Облеванную шкуру чумработница молча вынесла и бросила на снег, взамен принесла другую. Затем она принесла в палатку охапку свежих лиственничных веток и, застелив ими грязную подстилку, принялась мыть посуду, вытирая ее какими-то длинными мягкими стружками.

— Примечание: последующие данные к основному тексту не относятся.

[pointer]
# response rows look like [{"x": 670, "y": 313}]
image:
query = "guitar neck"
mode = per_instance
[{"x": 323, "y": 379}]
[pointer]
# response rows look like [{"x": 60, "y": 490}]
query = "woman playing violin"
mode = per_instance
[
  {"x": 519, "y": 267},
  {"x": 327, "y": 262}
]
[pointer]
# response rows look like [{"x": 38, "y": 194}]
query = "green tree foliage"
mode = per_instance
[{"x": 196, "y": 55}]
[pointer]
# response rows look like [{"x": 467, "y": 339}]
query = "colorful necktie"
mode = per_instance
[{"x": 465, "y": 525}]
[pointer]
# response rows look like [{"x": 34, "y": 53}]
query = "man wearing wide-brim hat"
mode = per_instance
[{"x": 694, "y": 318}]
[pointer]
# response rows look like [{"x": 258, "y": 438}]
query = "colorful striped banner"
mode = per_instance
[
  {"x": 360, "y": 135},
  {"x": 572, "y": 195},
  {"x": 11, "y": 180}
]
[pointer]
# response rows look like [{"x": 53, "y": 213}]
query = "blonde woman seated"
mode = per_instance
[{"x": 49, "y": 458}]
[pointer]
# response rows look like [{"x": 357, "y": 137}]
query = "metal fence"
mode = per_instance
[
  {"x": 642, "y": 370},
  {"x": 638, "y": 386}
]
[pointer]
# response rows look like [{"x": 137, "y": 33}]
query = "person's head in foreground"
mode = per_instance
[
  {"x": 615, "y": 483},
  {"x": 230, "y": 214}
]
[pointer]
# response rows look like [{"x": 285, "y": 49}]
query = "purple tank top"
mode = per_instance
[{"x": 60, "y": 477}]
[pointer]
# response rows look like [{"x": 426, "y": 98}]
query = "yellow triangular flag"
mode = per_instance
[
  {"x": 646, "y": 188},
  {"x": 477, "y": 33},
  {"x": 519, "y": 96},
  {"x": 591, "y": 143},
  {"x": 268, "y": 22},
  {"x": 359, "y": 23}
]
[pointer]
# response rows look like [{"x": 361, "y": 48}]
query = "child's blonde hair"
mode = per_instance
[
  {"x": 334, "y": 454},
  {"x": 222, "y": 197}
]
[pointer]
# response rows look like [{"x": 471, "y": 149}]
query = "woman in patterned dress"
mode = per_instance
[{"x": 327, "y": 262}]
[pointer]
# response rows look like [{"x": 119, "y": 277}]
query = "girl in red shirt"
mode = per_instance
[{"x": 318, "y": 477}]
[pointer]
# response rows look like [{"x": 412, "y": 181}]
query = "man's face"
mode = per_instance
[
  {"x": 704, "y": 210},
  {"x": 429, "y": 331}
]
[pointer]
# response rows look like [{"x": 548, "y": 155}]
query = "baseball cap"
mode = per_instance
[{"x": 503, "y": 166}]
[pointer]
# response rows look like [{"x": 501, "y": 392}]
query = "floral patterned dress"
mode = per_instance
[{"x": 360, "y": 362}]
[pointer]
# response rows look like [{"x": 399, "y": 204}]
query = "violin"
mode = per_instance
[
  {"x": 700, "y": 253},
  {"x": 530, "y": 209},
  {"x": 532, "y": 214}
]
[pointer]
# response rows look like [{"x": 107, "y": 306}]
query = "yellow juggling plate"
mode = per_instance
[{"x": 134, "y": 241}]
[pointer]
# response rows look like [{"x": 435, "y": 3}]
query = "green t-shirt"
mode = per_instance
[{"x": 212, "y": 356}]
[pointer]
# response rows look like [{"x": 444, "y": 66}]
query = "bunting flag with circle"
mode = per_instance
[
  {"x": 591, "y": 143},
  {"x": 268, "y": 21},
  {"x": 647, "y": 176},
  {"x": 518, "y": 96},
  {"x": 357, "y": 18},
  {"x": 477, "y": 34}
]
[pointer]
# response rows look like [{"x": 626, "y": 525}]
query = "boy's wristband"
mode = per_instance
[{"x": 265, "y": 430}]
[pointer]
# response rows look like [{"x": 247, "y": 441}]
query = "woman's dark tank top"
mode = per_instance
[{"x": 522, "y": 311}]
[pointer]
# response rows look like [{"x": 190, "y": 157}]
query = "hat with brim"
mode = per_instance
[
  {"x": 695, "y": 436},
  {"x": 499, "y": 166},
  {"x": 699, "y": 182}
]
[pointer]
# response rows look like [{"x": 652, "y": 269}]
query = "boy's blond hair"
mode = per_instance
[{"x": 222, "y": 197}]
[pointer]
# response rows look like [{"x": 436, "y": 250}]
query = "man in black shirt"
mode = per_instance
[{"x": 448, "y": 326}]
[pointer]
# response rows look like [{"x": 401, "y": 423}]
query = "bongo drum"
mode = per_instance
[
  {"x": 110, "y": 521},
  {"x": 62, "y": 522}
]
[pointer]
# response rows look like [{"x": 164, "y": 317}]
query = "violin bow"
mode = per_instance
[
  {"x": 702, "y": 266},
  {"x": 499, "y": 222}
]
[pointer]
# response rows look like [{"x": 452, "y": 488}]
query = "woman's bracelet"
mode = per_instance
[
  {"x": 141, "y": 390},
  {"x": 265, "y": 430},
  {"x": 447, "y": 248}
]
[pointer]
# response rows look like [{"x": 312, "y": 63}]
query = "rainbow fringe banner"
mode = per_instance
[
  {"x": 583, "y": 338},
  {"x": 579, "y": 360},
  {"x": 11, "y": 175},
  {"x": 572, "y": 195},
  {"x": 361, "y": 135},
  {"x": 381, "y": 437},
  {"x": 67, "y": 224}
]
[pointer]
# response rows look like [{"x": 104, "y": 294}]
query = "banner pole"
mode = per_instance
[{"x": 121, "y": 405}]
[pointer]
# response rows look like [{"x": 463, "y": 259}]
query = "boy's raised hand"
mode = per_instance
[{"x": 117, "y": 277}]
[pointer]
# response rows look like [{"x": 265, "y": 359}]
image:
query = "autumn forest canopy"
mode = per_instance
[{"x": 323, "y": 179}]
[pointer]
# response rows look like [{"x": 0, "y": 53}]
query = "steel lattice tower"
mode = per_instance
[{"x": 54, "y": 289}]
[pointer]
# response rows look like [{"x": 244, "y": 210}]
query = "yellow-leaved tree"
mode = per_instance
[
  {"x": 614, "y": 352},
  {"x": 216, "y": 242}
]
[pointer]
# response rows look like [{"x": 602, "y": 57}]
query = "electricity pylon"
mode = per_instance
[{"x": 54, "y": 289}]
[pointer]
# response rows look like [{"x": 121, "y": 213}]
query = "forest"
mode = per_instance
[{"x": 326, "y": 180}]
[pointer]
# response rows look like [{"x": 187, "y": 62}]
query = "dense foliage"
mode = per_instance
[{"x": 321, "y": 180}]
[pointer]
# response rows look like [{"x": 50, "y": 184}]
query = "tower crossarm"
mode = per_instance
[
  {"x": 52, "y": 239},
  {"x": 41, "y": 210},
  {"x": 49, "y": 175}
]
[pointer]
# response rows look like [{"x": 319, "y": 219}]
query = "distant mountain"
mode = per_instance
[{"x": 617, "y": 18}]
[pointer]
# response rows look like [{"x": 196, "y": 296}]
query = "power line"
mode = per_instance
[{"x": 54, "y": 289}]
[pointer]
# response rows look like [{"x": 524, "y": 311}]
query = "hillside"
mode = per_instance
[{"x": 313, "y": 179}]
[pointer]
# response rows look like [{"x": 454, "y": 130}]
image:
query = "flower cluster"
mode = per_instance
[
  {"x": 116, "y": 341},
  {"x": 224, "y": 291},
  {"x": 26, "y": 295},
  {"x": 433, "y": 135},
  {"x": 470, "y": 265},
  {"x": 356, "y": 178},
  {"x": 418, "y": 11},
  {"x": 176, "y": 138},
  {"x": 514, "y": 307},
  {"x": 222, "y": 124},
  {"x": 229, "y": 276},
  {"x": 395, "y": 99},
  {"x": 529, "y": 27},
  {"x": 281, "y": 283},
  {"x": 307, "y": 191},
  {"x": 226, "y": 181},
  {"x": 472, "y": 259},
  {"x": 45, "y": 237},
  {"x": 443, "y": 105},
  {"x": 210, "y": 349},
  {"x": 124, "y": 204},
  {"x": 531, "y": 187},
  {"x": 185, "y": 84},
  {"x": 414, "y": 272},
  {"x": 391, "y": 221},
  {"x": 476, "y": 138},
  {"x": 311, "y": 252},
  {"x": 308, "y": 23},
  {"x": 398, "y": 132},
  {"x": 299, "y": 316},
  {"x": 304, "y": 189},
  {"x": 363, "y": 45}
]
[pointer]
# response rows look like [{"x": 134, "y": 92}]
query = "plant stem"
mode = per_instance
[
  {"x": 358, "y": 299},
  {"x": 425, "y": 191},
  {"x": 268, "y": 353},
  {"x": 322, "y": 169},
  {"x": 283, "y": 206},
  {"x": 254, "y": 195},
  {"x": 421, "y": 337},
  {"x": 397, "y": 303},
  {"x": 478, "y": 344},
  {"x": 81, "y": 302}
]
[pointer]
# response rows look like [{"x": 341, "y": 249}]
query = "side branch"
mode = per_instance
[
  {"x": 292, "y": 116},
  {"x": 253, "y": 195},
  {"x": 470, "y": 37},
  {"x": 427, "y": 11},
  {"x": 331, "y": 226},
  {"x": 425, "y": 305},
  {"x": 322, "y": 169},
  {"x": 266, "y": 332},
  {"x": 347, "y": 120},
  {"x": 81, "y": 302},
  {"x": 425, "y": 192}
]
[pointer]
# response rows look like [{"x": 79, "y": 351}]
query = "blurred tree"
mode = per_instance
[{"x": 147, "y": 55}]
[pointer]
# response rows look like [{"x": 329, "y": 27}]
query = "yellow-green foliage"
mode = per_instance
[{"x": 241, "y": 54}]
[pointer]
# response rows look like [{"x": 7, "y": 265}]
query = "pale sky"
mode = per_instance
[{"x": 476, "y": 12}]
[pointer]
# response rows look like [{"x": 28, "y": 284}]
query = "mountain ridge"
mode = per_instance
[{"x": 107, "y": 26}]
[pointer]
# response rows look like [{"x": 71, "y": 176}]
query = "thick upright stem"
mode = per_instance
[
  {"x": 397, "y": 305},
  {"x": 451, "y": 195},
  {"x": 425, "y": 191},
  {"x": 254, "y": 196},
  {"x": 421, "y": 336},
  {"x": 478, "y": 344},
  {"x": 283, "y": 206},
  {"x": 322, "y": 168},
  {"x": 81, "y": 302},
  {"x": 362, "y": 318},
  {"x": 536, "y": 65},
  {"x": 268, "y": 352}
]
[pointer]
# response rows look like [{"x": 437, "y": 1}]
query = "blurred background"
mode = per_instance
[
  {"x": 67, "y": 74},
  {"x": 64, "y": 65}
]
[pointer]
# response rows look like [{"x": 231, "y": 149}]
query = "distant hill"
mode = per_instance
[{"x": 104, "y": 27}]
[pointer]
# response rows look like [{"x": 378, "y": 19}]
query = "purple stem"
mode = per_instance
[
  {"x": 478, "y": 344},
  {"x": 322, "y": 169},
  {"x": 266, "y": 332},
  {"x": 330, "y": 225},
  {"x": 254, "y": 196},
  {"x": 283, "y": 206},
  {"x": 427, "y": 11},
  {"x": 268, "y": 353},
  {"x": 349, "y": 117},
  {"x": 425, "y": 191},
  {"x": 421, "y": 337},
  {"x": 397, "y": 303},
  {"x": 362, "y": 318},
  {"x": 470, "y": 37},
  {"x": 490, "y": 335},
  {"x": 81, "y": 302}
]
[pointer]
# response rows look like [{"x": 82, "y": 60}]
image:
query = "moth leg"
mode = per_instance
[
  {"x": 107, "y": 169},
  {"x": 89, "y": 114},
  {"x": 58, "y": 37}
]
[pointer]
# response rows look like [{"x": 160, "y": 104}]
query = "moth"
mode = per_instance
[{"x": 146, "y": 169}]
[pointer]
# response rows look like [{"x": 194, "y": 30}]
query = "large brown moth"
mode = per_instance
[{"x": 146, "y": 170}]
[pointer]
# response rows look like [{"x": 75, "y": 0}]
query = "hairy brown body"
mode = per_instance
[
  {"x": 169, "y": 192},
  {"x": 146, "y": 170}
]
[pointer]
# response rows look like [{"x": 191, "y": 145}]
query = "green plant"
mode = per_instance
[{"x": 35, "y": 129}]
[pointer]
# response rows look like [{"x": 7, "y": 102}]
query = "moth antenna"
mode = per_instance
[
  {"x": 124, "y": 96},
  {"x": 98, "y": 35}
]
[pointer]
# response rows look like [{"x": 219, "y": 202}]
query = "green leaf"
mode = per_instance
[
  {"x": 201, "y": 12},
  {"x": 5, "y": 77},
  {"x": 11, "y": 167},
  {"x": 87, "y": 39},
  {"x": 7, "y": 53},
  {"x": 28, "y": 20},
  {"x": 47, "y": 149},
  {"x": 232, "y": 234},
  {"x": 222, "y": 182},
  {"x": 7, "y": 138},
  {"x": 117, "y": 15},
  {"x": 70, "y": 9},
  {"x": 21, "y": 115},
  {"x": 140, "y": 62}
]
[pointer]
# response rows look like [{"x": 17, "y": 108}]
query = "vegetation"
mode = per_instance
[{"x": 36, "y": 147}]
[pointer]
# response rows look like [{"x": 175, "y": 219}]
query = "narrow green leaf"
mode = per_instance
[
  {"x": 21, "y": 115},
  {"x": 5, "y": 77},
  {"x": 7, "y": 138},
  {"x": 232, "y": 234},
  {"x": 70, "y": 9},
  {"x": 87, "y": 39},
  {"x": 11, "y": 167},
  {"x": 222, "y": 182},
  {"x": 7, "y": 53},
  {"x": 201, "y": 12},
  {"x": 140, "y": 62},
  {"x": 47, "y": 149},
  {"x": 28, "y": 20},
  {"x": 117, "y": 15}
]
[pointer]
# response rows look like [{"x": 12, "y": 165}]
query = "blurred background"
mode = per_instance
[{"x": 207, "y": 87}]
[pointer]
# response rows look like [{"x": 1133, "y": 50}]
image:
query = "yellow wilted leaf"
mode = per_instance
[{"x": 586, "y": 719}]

Мужчины, умывшись, разобрав привезенную почту, с изнывающим видом нетерпеливо поглядывали на кастрюлю, в которой варилось мясо. Изредка кто-нибудь из них что-то вяло спрашивал, ему так же вяло отвечали.
Шумков включил «Спидолу» и тотчас же выключил. По тому, как он страдальчески морщился, Николка понял, что у него тоже болит голова. Но от этого Николке не стало легче. «Они уже привычные, — подумал он, — а я первый раз эту гадость выпил… и последний. И зачем я пил? Фу!»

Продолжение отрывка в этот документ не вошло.